Proponents argue that nuclear power is a clean and efficient way to make electricity. In the context of climate change, nuclear power is seen as a potential solution to the problem of greenhouse gas emissions. Also the building of nuclear power plants will create jobs.

Opponents argue that nuclear power plants are expensive and take too long to build, require large amounts of water, have extreme consequences when something goes wrong (such as the release of radiation into the environment), produces waste that is radioactive and must be stored for thousands of years, can be potential targets for terrorist attacks and is limited by the availability of uranium (which is a finite resource).

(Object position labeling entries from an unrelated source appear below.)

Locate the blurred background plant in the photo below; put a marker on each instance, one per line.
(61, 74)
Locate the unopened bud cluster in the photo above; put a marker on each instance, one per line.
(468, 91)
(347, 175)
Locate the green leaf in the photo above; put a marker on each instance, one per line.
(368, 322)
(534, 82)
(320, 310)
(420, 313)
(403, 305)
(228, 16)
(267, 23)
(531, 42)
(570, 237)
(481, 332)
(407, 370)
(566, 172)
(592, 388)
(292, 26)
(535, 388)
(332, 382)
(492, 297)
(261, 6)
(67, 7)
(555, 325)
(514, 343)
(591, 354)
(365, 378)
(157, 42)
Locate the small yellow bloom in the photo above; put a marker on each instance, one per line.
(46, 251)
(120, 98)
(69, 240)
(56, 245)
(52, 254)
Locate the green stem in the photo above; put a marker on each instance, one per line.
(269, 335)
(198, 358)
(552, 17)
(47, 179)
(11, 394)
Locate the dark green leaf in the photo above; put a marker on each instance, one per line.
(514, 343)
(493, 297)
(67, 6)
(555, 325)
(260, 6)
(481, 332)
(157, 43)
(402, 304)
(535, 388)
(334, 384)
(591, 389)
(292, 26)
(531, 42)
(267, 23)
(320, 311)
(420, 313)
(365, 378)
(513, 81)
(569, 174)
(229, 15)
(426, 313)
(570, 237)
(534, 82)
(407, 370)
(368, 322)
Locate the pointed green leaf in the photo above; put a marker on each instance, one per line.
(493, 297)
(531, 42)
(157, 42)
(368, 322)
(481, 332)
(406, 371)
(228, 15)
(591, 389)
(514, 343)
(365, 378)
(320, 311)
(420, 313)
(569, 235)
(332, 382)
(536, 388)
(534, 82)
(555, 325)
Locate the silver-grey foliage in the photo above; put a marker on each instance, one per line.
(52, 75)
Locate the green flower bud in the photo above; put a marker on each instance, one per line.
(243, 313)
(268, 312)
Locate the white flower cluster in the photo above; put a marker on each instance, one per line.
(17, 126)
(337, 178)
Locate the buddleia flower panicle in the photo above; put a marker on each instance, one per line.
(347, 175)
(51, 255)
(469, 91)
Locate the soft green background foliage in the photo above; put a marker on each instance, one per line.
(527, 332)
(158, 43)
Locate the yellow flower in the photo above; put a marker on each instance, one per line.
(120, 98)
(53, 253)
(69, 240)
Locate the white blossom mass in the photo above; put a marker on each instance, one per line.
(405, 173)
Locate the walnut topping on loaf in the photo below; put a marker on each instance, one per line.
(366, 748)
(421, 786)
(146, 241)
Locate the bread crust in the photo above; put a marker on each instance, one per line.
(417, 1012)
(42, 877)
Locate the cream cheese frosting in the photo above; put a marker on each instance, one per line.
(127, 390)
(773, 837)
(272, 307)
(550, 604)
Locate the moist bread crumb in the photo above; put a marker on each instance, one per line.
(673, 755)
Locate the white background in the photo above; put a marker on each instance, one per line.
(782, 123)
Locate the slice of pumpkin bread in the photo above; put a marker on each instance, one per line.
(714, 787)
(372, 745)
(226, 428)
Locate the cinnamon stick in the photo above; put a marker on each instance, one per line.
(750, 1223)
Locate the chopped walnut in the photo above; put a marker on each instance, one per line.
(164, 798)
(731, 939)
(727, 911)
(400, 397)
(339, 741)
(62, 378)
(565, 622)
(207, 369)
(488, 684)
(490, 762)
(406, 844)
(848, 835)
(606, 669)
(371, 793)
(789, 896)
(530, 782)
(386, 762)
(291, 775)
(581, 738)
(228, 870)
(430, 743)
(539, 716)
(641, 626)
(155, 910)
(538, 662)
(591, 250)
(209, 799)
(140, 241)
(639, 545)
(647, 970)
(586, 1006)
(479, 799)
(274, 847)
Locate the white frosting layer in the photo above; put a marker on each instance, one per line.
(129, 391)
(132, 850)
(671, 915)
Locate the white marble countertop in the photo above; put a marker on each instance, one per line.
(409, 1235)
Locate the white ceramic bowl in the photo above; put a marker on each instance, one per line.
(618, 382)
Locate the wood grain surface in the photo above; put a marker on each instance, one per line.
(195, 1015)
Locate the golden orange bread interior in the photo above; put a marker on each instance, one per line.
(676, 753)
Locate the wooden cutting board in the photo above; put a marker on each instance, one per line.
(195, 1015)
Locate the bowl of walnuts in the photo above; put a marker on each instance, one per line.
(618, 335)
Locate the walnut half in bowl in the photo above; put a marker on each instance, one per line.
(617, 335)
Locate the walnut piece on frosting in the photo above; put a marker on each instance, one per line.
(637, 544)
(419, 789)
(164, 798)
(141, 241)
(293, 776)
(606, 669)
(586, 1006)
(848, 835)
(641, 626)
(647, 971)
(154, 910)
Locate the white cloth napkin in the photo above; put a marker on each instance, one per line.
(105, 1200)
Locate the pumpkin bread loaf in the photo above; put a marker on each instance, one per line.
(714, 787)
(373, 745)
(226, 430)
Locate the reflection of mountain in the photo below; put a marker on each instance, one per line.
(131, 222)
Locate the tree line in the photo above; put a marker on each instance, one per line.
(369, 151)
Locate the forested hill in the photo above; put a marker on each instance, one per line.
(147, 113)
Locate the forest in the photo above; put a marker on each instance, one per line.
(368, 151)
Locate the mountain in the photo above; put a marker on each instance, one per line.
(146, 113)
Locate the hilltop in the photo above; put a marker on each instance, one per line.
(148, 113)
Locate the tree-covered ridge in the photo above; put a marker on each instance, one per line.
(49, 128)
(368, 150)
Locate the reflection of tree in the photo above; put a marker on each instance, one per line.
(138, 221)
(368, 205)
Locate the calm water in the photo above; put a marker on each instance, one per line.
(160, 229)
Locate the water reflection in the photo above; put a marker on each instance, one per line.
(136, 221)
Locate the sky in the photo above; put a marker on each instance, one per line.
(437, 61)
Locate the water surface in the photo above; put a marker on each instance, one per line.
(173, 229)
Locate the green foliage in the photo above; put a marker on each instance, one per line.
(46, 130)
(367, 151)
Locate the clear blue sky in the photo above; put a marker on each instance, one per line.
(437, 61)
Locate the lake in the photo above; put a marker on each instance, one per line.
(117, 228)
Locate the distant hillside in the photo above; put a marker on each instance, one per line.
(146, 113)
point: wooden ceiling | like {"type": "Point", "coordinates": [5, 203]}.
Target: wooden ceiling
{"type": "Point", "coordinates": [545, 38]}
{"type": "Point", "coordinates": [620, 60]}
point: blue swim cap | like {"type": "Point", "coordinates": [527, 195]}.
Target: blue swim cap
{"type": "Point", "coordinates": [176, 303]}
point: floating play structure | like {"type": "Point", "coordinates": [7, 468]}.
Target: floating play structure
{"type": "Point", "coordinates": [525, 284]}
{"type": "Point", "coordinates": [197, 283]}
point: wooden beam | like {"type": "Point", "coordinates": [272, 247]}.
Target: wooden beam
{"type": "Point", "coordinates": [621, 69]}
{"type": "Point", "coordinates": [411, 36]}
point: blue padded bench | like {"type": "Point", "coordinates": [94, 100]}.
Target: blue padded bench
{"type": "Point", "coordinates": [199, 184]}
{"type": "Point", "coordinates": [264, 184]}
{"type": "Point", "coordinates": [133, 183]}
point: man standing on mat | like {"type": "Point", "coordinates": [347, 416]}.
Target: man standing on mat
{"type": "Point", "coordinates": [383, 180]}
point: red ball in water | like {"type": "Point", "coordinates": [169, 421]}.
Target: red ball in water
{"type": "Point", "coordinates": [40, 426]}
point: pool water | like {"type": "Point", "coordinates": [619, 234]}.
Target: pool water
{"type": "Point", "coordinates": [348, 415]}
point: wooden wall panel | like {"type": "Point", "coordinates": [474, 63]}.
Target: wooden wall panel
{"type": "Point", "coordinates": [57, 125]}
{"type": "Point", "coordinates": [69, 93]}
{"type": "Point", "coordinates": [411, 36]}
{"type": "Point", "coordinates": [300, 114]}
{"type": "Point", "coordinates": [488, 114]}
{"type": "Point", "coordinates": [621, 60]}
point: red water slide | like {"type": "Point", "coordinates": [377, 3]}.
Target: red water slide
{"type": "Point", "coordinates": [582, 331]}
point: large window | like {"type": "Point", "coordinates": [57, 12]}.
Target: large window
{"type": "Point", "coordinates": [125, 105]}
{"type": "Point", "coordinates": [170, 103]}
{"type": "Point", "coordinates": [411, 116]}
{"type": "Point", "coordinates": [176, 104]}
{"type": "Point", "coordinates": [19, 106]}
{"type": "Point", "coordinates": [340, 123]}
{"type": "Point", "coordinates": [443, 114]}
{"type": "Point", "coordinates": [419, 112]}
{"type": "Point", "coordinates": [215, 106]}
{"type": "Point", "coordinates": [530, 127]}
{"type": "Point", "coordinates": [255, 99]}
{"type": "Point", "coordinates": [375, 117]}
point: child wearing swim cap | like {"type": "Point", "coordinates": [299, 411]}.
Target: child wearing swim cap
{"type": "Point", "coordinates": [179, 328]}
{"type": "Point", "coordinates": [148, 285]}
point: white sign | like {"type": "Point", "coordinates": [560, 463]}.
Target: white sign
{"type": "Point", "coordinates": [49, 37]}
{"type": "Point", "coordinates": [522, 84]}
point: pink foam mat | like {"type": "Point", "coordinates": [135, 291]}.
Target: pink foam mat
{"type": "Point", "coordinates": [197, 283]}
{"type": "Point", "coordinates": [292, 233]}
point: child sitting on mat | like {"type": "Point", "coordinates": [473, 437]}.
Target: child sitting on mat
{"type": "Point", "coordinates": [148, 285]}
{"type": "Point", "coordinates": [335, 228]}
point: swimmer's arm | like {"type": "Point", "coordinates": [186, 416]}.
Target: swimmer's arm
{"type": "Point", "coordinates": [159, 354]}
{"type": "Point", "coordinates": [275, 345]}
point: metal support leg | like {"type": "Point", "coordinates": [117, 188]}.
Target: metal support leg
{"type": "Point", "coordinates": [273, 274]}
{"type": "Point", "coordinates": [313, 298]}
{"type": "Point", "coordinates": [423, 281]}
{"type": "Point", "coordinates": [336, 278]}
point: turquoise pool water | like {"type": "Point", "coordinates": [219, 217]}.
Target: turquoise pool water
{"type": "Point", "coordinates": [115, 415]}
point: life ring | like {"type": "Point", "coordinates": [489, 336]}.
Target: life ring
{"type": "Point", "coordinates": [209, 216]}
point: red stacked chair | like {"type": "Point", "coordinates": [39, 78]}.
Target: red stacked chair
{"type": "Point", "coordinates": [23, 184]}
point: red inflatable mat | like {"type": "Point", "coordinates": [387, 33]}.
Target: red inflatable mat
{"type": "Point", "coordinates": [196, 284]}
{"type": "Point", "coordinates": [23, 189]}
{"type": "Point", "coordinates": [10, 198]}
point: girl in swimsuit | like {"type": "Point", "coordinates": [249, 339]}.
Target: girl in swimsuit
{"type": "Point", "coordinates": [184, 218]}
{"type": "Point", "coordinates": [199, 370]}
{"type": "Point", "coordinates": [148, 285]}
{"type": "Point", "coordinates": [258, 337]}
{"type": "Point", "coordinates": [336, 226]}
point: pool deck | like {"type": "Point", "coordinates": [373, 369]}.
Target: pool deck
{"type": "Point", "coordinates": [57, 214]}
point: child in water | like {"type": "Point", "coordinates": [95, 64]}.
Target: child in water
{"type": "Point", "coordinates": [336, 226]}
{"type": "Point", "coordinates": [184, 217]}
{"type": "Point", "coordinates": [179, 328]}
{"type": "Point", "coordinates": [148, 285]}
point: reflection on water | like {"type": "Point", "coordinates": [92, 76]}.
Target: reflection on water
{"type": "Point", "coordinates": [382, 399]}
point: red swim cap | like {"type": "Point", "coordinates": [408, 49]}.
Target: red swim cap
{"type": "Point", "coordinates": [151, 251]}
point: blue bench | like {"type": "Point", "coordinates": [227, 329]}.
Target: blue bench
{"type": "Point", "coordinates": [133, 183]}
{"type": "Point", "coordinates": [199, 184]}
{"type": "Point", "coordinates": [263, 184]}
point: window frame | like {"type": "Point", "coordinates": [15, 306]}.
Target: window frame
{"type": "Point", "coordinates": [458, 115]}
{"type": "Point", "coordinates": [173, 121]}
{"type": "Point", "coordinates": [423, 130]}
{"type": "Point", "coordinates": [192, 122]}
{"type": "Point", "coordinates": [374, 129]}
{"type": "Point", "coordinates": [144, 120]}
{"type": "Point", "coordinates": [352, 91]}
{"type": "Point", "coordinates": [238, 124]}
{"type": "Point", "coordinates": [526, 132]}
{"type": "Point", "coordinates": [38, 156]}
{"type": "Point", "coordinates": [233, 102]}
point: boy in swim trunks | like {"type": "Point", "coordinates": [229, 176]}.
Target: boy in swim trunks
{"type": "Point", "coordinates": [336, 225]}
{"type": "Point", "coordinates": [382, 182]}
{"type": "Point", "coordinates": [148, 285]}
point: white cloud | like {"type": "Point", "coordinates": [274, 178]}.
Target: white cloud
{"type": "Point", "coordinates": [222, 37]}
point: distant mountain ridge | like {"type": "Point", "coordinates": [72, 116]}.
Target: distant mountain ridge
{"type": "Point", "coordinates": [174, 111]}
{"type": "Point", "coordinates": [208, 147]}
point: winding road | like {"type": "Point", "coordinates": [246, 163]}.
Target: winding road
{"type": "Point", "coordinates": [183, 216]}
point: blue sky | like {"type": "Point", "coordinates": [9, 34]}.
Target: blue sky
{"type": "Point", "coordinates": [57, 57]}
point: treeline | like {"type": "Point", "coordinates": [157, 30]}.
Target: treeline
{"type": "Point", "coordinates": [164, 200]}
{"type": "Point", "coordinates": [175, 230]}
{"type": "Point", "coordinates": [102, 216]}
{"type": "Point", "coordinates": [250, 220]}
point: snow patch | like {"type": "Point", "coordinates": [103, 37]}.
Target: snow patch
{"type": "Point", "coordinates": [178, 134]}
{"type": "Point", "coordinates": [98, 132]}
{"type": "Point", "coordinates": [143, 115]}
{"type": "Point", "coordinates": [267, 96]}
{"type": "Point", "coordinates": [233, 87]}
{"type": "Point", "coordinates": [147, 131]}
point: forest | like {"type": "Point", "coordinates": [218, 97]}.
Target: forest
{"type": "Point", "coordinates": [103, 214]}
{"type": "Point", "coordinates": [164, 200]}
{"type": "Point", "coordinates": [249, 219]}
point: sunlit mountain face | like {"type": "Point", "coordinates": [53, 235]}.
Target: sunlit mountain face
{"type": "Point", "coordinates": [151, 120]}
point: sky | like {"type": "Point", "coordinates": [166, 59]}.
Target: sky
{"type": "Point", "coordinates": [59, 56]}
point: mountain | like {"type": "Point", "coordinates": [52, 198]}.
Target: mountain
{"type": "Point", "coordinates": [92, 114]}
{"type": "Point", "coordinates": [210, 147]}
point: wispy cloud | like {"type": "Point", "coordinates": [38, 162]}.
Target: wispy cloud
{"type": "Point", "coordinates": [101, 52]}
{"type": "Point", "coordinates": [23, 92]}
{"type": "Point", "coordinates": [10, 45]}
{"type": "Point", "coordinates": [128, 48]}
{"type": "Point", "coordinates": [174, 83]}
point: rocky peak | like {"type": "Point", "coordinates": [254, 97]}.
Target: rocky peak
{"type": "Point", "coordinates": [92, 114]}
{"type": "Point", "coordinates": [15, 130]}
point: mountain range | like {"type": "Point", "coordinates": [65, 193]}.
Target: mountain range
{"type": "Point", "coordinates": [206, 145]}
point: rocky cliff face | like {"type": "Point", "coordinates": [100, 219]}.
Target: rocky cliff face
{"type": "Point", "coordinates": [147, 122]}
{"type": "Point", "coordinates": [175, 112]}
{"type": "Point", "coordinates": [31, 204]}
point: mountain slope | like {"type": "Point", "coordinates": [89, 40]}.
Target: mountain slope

Australia is one of the sunniest and windiest countries on earth. Building large-scale wind and solar projects is the cheapest way of producing electricity. It is also low risk, renewable and non-polluting. In comparison, nuclear power is the slowest, most expensive, most dangerous and least flexible form of new power generation for Australia. It makes no sense.

Nuclear power in Australia as an energy option is not in our best interest, hence the half truths and disinformation by wacko politicians, bias media outlets (Newscorp) and pro fossil fuel individuals online (i.e twitter) to convince us (well some…) otherwise.

Uncharted Territory

For thousands of years humanity has grown and developed societies. In the last 200 years, with the rise of industrialisation under capitalism and a growing world population, we are now witnessing in real time a collapse of the Earth’s planetary system.

No amount of carbon offsets, carbon capture, fusion or recycling will substitute the fossil fuel industries choke hold on society by increasing the production of fossil fuels.

The world is about to pass the ‘safe’ guard rail of global temperatures with it predicted to exceed 1.5 degrees Celsius above the 19th-century average within the decade”

World Meteorological Organisation

El Nino Summers are predicted to break records. In just the past few days, we are getting a peek of what to expect!

Western Canada is experiencing a heat wave and over 90 wildfires.

In Northern Italy yesterday, it received half the annual rainfall in 36 hours.